第9話
金城を取り戻すと宣言した
別に灰銀のものであったわけではないけど……
「ネムレス君。君にも協力をしてもらいます」
「え?俺も?」
「当然でしょ?男性視点で金城君の趣味嗜好、並びに、性癖を暴きなさい。ついでに『悪女』の弱点についてもね」
ええ……すっげぇめんどい
灰銀がストーカーで捕まらないために付き添いで来ただけなのに、なぜこんな面倒な目に。後、性癖はいらんだろ。
「仕方ないなぁ。
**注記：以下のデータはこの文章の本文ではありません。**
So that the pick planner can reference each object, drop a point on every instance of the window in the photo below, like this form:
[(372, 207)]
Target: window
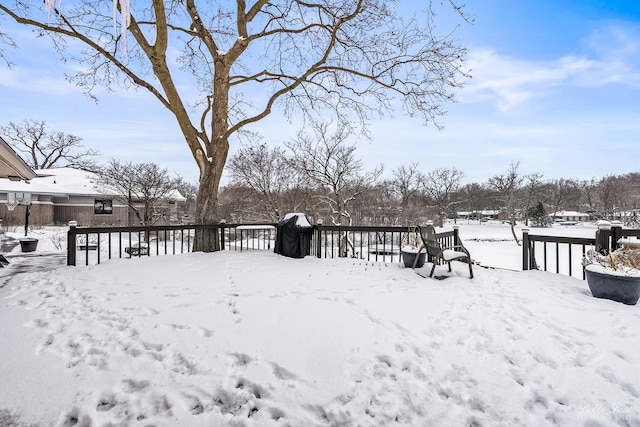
[(103, 207)]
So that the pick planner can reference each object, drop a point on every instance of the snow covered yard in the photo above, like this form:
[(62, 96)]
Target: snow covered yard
[(257, 339)]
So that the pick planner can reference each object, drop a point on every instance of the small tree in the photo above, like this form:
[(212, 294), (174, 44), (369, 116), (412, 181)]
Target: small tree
[(507, 188), (332, 168), (268, 172), (143, 187), (442, 185), (45, 149), (539, 216)]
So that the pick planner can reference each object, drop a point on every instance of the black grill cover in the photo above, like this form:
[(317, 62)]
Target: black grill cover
[(293, 240)]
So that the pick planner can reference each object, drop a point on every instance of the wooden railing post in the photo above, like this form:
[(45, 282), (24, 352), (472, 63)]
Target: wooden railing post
[(525, 249), (223, 222), (603, 237), (319, 239), (71, 243), (616, 234)]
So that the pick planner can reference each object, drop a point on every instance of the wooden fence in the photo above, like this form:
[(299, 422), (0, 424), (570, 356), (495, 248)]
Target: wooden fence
[(96, 244)]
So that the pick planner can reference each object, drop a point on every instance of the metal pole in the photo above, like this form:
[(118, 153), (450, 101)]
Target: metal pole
[(26, 219)]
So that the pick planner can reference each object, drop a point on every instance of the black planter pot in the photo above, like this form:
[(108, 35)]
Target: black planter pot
[(624, 289), (409, 257)]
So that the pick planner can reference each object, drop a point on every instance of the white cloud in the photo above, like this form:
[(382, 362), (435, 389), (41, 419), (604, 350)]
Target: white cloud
[(507, 82)]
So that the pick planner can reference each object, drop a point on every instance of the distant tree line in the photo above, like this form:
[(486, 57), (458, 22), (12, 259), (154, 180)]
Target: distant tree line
[(319, 173), (323, 177)]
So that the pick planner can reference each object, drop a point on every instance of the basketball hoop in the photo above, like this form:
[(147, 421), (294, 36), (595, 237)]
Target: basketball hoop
[(17, 198), (11, 205)]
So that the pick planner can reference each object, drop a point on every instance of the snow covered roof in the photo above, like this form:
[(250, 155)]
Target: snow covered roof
[(12, 165), (570, 213)]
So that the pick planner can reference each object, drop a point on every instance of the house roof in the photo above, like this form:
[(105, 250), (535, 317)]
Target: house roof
[(570, 213), (64, 182), (12, 165)]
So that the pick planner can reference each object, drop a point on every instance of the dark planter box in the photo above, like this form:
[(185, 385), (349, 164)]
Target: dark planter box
[(28, 245), (409, 257), (624, 289)]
じゃあ交換条件でネムレス君の希望を叶えてあげよう。もちろん、可能な範囲でね」
俺が嫌そうな顔をしているのを察して交換条件を付けてきた。悪くないチョイスだが、なぜ頼む側が尊大な態度をとっているのだろう。
「そう言われても、灰銀さんにして欲しいことなんて全くないしなぁ……」
「……君はアレか?私の心を揺さぶる天才だね」
灰銀を見ると、笑顔でキレていた。
そんな意図は全くないんだが……
一応灰銀にやってほしいことを考えてみるが、見つからない。
「……なんでそんなに考えてるの?灰銀唯煌が君の夢を叶えてやるって言ってるんだぜ?なんかあるだろ?ってかあるだろ?」
お願いを受ける側なのに、責められている。これが世間でいう、逆パワハラってやつなのだろう。多分違う。
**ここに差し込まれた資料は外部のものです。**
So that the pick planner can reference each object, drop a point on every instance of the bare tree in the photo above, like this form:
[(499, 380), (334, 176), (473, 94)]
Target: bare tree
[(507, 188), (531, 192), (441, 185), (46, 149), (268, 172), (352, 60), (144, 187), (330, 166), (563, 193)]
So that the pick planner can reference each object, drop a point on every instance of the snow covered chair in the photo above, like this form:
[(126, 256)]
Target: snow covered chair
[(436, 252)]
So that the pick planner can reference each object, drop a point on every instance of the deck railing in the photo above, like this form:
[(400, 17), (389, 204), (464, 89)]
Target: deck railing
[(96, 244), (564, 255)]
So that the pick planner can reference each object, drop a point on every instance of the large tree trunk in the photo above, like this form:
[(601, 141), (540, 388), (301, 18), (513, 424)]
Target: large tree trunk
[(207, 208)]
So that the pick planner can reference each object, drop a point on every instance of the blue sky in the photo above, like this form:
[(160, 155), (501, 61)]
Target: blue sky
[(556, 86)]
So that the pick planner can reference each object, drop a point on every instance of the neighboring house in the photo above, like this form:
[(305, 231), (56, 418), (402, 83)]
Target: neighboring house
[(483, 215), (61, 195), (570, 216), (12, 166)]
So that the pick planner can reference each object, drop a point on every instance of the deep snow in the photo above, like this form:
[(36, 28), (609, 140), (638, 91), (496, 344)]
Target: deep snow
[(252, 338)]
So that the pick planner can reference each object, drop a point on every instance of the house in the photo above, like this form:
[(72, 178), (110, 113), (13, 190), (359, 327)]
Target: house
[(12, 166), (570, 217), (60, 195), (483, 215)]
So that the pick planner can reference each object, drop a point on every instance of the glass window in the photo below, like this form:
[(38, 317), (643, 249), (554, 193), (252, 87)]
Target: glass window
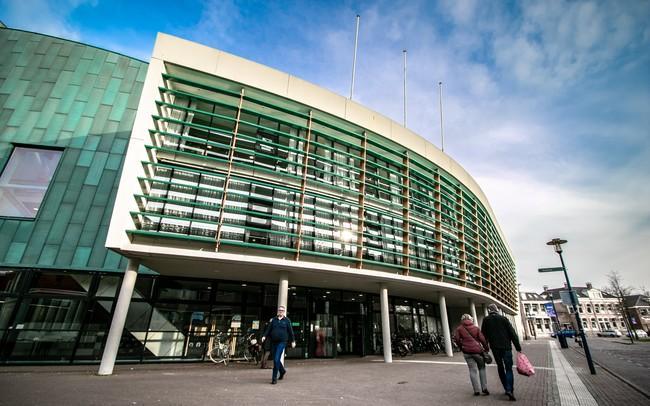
[(60, 283), (25, 180), (184, 289), (9, 279)]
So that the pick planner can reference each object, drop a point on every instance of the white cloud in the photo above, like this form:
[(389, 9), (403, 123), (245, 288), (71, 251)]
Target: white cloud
[(44, 16)]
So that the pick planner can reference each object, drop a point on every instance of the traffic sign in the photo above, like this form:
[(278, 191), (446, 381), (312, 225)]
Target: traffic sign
[(556, 269)]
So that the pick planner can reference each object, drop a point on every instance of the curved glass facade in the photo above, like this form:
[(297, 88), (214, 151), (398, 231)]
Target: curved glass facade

灰銀がパスを寄越せと要求しているが、やっぱり灰銀にして欲しいことは全くない。強いて言うなら、すぐに帰らせてほしいが、翌日に『灰銀唯煌、ストーカー容疑で逮捕!』って紙面に出たら、流石の俺も罪悪感がある。
となると、適度なお願いが良いのだが……
「あ」
「おっ、なんだよ。やっぱりあるんだね~。仕方ないなぁ、寛大な唯煌ちゃんが君の夢を叶えてあげるよ~?」
いちいち上から目線だなぁ。まぁいいけど。
「今日、うちに来れないか?」
「ええよええよ。仕方ない━━━ええええええ!?」
「うるせぇ!」
「グモ!?」
Tier4の口を塞ぐ。見た目はアレだが、声でバレてしまう可能性がある。辺りを見回すと、灰銀の奇行に一瞬驚いたくらいで、正体がバレたというようなことはなさそうだ。
「何すんだよ、ブラザー!」
「悪い、シスター。正体がバレないように気を使ったつもりなんだが」
「違う違う違う!NoN,NoN,NoN!」
指を動かしながら俺の言葉を否定する。何回言うねん。
「家にお誘いって馬鹿なのかな?ネムレス君が私のことを大大大好きなのはわかったけど、物事には順序ってものがあるの」
「そうか……」
琥珀が灰銀唯煌と会いたいって言ってたから、叶えてあげたかったが、無理だった。
すまん、不甲斐ないお兄ちゃんを許して。
「それなら、別のお願いを考えとくわ」
「お、おおう。ワイ、君という人間がまっこと分からんぜよ。押したり引いたり、一体何がしたいんや?」
俺は灰銀唯煌が分からない。キャラがブレブレぜよ。
「そんなことより、金城を追わなくていいの?」
「そうだった!ネムレス君の馬鹿野郎!」
何も悪いことしてねぇだろうが。